Batteries are not mysterious black boxes that power your iPhone. In fact, they're pretty basic products compared to the advanced silicon they're powered by. The physical nature of batteries means they eventually wear out and become less useful over time, but device owners have nothing to worry about.
A little understanding of battery science can go a long way towards intelligently managing your device's lifespan. The iPhone controversy surrounding planned obsolescence and expected refresh cycles can easily be dismissed as an overstatement with some knowledge.
Lithiumion battery basics
The battery consists of an anode (+) and a cathode (-), separated, as a rule, by a combustible electrolyte. When the device is powered by a battery, charged lithium ions travel from the anode to the cathode through the electrolyte, releasing electrons.
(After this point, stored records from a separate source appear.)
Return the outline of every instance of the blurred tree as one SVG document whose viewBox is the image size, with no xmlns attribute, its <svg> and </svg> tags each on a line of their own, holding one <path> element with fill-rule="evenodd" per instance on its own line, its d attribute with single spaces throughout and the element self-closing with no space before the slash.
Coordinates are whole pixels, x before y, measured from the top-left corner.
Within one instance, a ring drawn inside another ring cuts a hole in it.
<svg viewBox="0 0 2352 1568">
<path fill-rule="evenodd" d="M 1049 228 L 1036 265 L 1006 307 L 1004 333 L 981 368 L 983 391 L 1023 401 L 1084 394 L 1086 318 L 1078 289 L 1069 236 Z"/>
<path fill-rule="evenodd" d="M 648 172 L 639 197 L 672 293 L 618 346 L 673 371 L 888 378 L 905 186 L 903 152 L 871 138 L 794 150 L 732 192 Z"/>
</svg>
These released electrons power the device and return to the cathode, creating a complete electrical circuit. When charging the device, the opposite happens — electrons pass through the anode and move towards the cathode.
Without getting too technical, these two chemical reactions are imperfect and result in heat loss and battery wear. The lithium material is slowly depleted, oxidation reduces usable surface area, and filaments grow out of the battery plates. All this leads to the degradation of the cells and, ultimately, to the discharge of the battery.
There is nothing the user can do to completely stop this process. Just like using gasoline to fill up a car, it eventually runs out. However, discharging a lithium battery takes a long time and can be somewhat mitigated by user and software behavior.
So when a new iPhone has 100 percent battery, it has all the milliamp-hour rating available when fully charged. This also means that the battery can provide sufficient processor power during peak current draw without any problems.
Apple says its batteries are rated to retain up to 80% of their original capacity with 500 full charge cycles. The charge cycle is defined as a full discharge of the battery to zero, followed by a full charge to 100%.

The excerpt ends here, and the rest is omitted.